Now we’re onto the paint portion of our Pop. I’ve split this into 3 areas. Body, Eyes and Hair. Depending on the sculpting medium and the base it often takes a few coats. I tried getting “good” paint, with high pigment, but the best I’ve found is the simple bottles from any store. They adhere well to the pop and cover nicely. It’s generally a solid base coat, then the second coat with the shading and detail work. Next is the sealer/varnish. I like to use different finishes to add texture and to highlight. For AU Charlie, I used satin finish on her clothing, matte finish on her gun stock and skin and gloss on her gun barrel. This is the painting on the body
The eyes are generally next. I work on a few pops at once to account for drying time. The eyes I do are my signature, of sorts. everyone has their own style. I love how they eyes can change the whole look. I use metallics for the eyes. Usually 2 or 3 colours. For AU Charlie, it’s bright green, copper and an ocean blue. they are slightly blended to fade into each other. I then use metallic black to fix the eyeline, and white to give a small line at the bottom, and the shine dots. Once that is dry, I use a thick sealer to provide a high shine and rounded finish. If you’ve followed my SM… Eyeshine means bedtime! It takes a while to dry and if you jostle the pops, the sealant will drip, so I usually do them, and head to bed (or out if it’s early) so I don’t jostle them.
The hair comes next. I start with a base coat the colour I need. I add some irridescence to the paint to give some hair shine. Then I add highlights and low lights with metallics. For AU Charlie, I use paprika for the base, copper, gold and black/Dark brown metallics for the high and low lights. Then I use a wide dry brush to blend them together. This can get messy so after, I clean up the hairlines with pointed cotton swabs and acetone. If the face is painted, I’ll protect it with tape. Then it gets a high gloss varnish and a rest on the “bouquet of heads”.

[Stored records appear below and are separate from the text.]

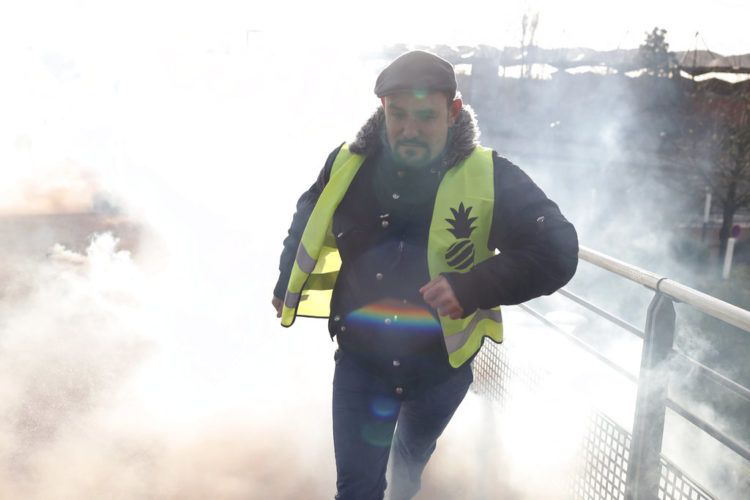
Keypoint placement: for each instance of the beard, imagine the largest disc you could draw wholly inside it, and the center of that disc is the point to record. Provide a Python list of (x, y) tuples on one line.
[(412, 153)]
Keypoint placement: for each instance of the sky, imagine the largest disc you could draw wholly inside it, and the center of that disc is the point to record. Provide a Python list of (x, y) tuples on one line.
[(583, 23)]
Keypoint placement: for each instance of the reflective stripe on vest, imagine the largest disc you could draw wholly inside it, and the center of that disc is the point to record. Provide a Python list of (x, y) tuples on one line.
[(318, 262), (458, 240)]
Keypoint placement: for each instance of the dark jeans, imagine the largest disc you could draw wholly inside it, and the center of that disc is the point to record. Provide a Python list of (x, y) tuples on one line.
[(366, 411)]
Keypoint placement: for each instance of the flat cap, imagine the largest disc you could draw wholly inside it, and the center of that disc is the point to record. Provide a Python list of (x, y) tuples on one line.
[(416, 70)]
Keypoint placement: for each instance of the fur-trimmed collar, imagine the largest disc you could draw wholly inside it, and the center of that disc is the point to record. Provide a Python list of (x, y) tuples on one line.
[(462, 140)]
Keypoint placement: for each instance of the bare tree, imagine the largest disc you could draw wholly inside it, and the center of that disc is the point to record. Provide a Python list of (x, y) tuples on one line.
[(716, 146), (654, 54)]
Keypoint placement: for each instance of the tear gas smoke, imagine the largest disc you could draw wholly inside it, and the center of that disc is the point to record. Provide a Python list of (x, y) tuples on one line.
[(162, 372)]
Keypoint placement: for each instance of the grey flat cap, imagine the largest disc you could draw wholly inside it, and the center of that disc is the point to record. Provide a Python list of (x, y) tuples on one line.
[(416, 70)]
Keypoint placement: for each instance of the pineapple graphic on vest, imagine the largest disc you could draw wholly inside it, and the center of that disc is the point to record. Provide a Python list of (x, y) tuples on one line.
[(460, 254)]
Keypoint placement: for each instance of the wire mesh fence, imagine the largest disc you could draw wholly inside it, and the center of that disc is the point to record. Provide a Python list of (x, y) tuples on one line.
[(602, 458)]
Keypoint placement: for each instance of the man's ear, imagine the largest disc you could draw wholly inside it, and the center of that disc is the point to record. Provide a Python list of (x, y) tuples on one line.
[(455, 109)]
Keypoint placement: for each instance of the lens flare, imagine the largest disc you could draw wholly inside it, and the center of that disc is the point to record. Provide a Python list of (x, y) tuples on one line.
[(384, 407)]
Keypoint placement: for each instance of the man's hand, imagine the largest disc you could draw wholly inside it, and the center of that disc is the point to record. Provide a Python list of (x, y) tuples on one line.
[(439, 295), (277, 304)]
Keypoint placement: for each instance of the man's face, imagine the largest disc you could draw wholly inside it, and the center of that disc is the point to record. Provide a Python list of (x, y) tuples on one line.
[(416, 125)]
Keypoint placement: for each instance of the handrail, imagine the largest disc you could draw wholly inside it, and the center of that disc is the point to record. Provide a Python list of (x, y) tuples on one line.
[(735, 316)]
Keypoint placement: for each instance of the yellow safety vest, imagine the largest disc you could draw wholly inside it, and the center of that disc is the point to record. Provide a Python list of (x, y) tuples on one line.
[(458, 240)]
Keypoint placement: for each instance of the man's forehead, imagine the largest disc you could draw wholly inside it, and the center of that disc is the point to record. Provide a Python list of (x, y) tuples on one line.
[(416, 98)]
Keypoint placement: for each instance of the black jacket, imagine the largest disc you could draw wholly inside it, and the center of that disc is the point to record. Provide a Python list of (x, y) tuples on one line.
[(383, 222)]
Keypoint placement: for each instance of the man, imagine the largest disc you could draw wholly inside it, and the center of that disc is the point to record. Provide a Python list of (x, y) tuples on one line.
[(395, 243)]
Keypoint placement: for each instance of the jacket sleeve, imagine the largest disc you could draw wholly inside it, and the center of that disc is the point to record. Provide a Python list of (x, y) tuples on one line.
[(538, 246), (305, 205)]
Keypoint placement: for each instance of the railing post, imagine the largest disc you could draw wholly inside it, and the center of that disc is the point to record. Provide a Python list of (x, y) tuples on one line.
[(644, 466)]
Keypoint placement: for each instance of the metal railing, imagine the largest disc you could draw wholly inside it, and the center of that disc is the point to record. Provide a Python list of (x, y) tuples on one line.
[(646, 474)]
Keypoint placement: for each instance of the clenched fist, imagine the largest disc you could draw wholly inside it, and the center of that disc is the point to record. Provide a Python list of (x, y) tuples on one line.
[(439, 295)]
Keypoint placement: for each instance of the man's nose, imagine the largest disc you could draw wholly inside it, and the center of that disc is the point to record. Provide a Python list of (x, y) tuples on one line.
[(411, 130)]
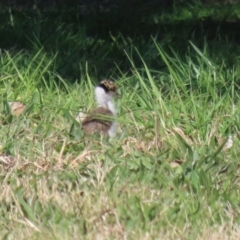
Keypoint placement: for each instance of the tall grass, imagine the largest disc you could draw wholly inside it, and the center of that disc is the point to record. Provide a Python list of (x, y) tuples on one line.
[(171, 172), (168, 174)]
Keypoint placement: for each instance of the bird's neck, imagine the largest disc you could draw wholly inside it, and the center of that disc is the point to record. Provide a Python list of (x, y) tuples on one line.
[(105, 100)]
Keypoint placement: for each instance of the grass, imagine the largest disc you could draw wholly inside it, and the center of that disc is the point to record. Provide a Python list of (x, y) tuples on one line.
[(166, 175), (171, 173)]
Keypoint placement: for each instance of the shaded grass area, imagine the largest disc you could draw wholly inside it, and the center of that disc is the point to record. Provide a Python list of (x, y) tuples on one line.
[(99, 40), (173, 170)]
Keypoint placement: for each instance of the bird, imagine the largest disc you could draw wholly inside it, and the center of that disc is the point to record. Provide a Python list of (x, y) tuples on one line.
[(100, 120)]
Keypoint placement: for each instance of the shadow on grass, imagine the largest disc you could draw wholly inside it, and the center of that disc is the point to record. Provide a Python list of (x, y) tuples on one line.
[(96, 40)]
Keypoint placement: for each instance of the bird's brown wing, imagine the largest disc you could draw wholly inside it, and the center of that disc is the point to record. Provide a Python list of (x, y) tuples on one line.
[(97, 121)]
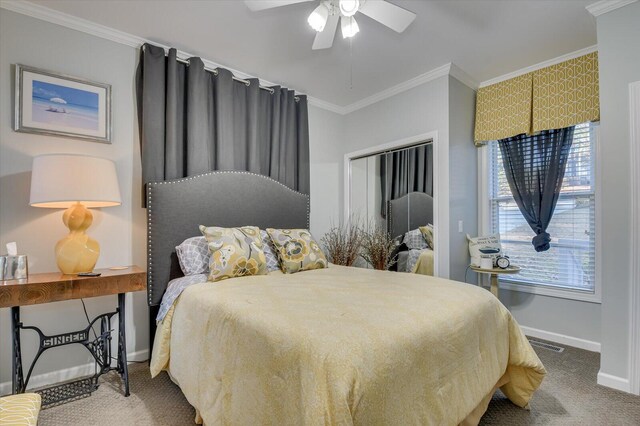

Now to assembly. Sometimes when you’ve used a different head, it doesn’t fit well onto the body. That’s when finagling comes in. Sometimes just heating to melt and reforming, sometimes shaving down, sometimes some swearing and banging. Sometimes the problem is the neck is too small. Sometimes I have no choice but to glue the head on, but it’s not ideal. I prefer when the head can still move. Other times I use a pin to secure the head, and still let it move.

Finally it’s all together! Then it needs a few days for the paint, glue and sealant to cure, otherwise it sticks to the insert. Then it’s ready for it’s photo shoot and new family! (or staying in this family)

I hope this gave you an insight into what goes into these guys. They usually take a week or two, with drying time to complete. Some faster, some longer. Labours of love for sure! Some are harder to send to their new homes than others!